Every Book Ever Published Could Conceivably Fit On To A Single Storage Device

By James O Malley on at

Imagine the scenario: An asteroid is heading for Earth. When it hits, it will wipe out everything - and take with it not just seven billion lives, but human civilisation. It will have all been for nothing, with not a trace of human achievement to show for it.

Luckily, NASA has a plan. It has built a rocket that will take a select few off to start a new civilisation on Mars. But what can we take to help kick things off? Will a Picasso or a Renoir be more useful on Mars? Is Bach really more important than The Beatles? How can we make sure that Piers Morgan doesn't manage to sneak aboard?

There is one thing we might not have to worry about though: Preserving our books. Books are perhaps uniquely important relics of our civilisation, as together they are the sum total of our knowledge. And thanks to modern technology, we might not have to choose whether at least a little bit of of Dan Brown is more important than Shakespeare's really obscure stuff. This is thanks to endless growth in storage capacity.

Extra Capacity

Since 2011, the average size of a hard disk sold by the likes of Seagate and Western Digital has more than doubled. Meaning that we can carry around ever more data with us - and keep ever more backed up.

This breathtaking growth can also be illustrated by this well known image of MicroSD cards a few years apart. The one on the right can hold one thousand times as much data as the one on the left.

Sadly I can't find the original source to credit here as the image is all over the place.

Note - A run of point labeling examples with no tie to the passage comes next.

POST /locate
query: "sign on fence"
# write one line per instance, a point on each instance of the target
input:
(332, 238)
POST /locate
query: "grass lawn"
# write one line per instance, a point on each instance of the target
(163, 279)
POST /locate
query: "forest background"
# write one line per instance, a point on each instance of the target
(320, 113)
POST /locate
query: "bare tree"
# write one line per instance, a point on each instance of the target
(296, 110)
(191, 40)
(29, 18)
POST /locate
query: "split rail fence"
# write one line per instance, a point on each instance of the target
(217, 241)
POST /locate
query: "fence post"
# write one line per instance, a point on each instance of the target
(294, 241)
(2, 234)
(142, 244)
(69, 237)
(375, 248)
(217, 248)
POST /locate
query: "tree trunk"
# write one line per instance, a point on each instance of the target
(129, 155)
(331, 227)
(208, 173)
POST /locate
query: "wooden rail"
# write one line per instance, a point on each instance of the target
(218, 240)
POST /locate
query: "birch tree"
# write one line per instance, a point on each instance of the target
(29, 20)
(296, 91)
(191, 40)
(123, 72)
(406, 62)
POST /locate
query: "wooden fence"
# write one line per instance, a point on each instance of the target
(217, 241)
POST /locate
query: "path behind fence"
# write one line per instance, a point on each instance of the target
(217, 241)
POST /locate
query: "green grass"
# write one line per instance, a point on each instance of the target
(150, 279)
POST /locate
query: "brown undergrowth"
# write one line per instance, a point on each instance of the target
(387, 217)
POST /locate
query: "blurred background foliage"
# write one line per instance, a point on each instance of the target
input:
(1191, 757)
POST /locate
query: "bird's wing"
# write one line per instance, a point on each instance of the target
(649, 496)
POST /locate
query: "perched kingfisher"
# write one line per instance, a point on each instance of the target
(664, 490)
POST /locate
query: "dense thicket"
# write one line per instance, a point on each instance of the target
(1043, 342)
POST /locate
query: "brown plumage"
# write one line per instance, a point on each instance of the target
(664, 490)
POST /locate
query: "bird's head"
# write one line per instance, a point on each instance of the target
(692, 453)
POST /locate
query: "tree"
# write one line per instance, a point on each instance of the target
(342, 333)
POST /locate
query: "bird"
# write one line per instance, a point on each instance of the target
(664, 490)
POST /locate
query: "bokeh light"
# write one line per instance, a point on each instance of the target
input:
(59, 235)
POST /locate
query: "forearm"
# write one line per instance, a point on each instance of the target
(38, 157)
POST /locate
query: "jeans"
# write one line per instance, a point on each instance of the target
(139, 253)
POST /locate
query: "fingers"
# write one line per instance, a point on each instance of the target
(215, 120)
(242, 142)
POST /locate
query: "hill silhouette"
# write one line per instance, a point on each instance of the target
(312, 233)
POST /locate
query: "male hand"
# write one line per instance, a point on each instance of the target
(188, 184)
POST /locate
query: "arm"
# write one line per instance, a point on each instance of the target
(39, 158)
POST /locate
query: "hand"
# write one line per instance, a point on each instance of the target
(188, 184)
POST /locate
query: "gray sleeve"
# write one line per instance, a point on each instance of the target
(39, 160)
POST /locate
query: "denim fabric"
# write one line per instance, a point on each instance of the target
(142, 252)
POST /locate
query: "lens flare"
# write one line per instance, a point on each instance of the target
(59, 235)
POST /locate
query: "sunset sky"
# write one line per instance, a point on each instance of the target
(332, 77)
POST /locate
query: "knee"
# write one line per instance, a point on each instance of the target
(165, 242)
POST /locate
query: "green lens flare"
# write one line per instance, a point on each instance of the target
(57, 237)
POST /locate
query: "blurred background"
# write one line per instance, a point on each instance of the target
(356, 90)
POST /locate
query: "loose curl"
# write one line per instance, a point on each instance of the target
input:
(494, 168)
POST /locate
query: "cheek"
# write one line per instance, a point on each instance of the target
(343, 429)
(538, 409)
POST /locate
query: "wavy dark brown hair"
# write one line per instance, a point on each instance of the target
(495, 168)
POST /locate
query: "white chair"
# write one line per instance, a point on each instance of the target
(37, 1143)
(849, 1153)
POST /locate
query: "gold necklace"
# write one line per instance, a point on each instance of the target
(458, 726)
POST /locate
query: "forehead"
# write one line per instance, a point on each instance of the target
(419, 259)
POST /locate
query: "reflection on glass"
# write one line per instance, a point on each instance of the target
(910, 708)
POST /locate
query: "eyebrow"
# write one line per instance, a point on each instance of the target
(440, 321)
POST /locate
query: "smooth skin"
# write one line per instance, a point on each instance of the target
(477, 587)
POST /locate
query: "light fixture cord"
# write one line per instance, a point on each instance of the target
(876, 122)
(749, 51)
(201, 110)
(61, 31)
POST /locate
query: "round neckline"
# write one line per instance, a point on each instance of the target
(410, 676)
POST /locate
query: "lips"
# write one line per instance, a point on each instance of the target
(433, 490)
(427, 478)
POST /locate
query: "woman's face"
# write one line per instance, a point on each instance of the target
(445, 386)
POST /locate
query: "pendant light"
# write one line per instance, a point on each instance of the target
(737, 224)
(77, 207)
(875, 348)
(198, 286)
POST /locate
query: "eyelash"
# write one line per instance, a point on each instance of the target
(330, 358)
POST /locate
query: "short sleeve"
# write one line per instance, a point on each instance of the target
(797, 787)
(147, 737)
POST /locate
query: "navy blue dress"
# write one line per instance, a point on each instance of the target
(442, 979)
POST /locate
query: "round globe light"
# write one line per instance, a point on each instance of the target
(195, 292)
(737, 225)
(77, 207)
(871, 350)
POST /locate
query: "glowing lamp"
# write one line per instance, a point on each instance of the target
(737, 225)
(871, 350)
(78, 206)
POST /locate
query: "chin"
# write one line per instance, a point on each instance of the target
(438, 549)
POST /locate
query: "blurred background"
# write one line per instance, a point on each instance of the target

This is put into even greater relief when you look at a bookshelf and try to conceive how much information contained within. If all of the books on yourself were digitised and stored as byte characters, they would probably all fit dozens, if not hundreds of times on to the memory card on the left, let alone the right.

And this is what made me curious: How much space would we need to store every book ever? What if we needed to prepare a hard disk for humanity's survivors?

Staring at my bookshelf, I started to wonder how much storage would it take to fit every book ever written? Say we digitised every book, how many hard disks would it require? Could you fit them on to the back of a truck? Heck... could you fit them into a bag?

Could it really be possible to carry on your person everything from The Bible to the Donald Trump's Art of the Deal?

Doing the Maths

So how have I figured this out? First, we need to know the collective file size of all of the books ever. To find this out, I got in touch with Professor Mark Davies, a Professor of Linguistics at Brigham Young University in the US, who deals with enormous databases (or corpuses) of books. His work involves mining the enormous Google Books corpus. So I asked him to do a back-of-the-envelope calculation for me.

He says that Google has 5 million books digitised. The average length of a book is around 70,000 words in the Corpus of Historical American English, and at an average of 5 characters a word, plus one extra character for a space. That would result in a total file size of... 2.1TB.

Yep - 2.1 terabytes. That's pretty much the same as a standard hard you could buy in a shop today. You could carry around everything that Google has spent millions of dollars digitising in your pocket.

That really isn't that much. Of course, if you really did want to store every book like this it would probably be larger - because of formatting, and the need to store metadata and so on - but as a baseline, you could each store that on, say, this £110 2.5TB Western Digital disk drive.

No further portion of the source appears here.